1 Kgs 22, 26-32, 33-34
In those days, Jeroboam thought to himself, ‘As things are, the kingdom will revert to the House of David. If this people continues to go up to the Temple of Yahweh in Jerusalem to offer sacrifices, the people’s heart will turn back again to their lord, Rehoboam king of Judah, and they will put me to death.’ So the king thought this over and then made two golden calves; he said to the people, ‘You have been going up to Jerusalem long enough. Here is your God, Israel, who brought you out of Egypt!’ He set one up at Bethel, and the people went in procession in front of the other one all the way to Dan. In Israel this gave rise to sin, for the people went to Bethel to worship the one, and all the way to Dan to worship the other. He set up shrines on the high places and appointed priests from ordinary families, who were not of levitical descent. Jeroboam also instituted a feast in the eighth month, on the fifteenth of the month, like the feast kept in Judah, when he offered sacrifices on the altar. This he did at Bethel, offering sacrifices to the calves which he had made and, at Bethel, installing the priests of the high places which he had set up. Jeroboam did not give up his wicked ways after this incident, but went on appointing priests for the high places from the common people. He consecrated as priests of the high places any who wished to be. Such conduct made the House of Jeroboam a sinful House, and caused its ruin and extinction from the face of the earth.
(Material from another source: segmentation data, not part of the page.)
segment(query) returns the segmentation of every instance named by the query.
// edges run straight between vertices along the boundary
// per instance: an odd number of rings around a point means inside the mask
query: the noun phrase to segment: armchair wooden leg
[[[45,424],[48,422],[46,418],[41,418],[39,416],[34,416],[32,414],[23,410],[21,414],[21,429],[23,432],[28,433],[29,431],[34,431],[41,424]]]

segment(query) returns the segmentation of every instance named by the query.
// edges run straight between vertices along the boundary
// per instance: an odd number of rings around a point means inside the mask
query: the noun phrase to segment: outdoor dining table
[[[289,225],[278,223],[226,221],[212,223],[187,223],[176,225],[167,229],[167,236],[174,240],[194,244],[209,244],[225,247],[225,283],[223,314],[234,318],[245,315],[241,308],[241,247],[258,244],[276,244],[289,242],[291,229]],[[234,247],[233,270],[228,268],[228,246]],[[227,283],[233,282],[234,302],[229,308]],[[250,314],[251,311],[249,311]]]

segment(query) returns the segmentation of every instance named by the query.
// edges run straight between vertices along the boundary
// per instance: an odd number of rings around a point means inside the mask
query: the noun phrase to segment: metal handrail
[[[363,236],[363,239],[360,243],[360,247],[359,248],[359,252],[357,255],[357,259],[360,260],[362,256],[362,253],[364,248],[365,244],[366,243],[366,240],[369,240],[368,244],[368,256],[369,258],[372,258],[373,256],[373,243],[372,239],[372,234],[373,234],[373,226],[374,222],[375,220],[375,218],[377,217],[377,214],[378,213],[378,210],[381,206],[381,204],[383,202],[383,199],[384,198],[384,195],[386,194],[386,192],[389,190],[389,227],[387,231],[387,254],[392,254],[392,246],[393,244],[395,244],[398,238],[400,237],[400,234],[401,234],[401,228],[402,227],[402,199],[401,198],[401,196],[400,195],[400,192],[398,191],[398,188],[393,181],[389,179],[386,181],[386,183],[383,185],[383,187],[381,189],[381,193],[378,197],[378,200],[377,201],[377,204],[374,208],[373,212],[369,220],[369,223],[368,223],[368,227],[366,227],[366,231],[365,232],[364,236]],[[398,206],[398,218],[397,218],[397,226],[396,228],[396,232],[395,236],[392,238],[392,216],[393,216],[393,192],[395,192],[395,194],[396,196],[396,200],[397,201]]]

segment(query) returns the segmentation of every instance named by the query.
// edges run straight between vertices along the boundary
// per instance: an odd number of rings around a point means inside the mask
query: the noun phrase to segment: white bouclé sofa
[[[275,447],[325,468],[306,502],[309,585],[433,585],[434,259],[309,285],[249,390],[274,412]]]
Today’s reading presents us with an abuse of religion for political matters; or, rather, for one’s own ambition for power. This is a more than evil thing, because what is most sacred is being abused for one’s own interests. So it is not only a spiritual confusion of the person, but an elementary fraud against God and the believing people. And this is evidently happening with a more or less clear consciousness.
How can one get so far away from God?
In the story of Solomon, we heard that it was the seduction of his women that made him fall into idolatry. Evidently, his weakness towards the beauty and eroticism of women became his downfall. This is reminiscent of the sin of his father David, who deeply repented before God and was forgiven by him.
In Jeroboam’s case, we see the fear of losing power, as well as the fear of losing his own life. The combination of these two elements constitutes a lethal danger!
The seduction of power lives deep within man, and connects him spiritually with the rebellion of Lucifer against God. Obviously, the power seems to convey something like own greatness and quasi “divinity” to the human being. One gets intoxicated with power and it puts man into an unreal existence, consisting of the belief that, by virtue of his own power, one could do practically everything, without being accountable to God and, in some way, to people as well.
Lucifer did not want to serve, but wanted to have the power of God Himself. So it has something to do with a delusion, in which one enters a sick world, the product of one’s own illusions, which greatly exalt the own person.
In Jeroboam’s case, there is not only the fear of losing power; but, in the loss of power, he sees his own life threatened. This makes his actions even more thoughtless and blind to the reality of God. Thus Jeroboam becomes a seducer of the Israelites, and even institutes as priests all those who wish to do so, thereby perverting this noble ministry.
The result: the house of Jeroboam was destroyed because of sin. It is sad to hear that no one stood up against him and that the priests followed his instructions to worship idols.
So far the biblical report…
Even more tragic than weakness is pride, and the ambition for power that results from it! It is easier for a person to become aware of his weakness – sometimes shamefully – than to realize his striving for power and prestige. To want to be great for oneself is a tremendous evil! This does not always have to take the extreme forms as in the story of Jeroboam, but can be very finely settled in the heart of the people.
The Lord has given us the remedy to this evil in His person and in His Word: true dominion, as it is pleasing before God and as God Himself exercises it, is service out of love. For us human beings, this means taking responsibility for every moment of our life before God.
Here it is necessary to be very attentive to ourselves, asking the Lord to overcome in our hearts all striving for power and pride, so that no flattery, whether from the outside or the inside, can corrupt us. The daily interiorization that everything is given to us by God and the humble recognition of our own limitations, make us realistic, thus freeing us from the delusion of our supposed greatness. How beautiful were the words we heard some days ago in the testimony of Roy Schoeman, when the Virgin Mary, as he was in ecstasy before her beauty, said to him: “You do not understand anything! I am nothing. I am a creature. He is everything!”
Looking at and imitating Mary is a remedy for “Jeroboam’s sickness”. Instead of seeking one’s own greatness and not wanting to serve, like Lucifer, Our Lady says, “Behold, I am the handmaiden of the Lord. It shall be done unto me according to thy word.” (Lk 1,38); and further on: “My soul magnifies the greatness of the Lord… on the lowliness of his handmaiden he looked upon” (v. 46.48).
This is the answer to all manner of egoism, Luciferian power and all forms of self-indulgence!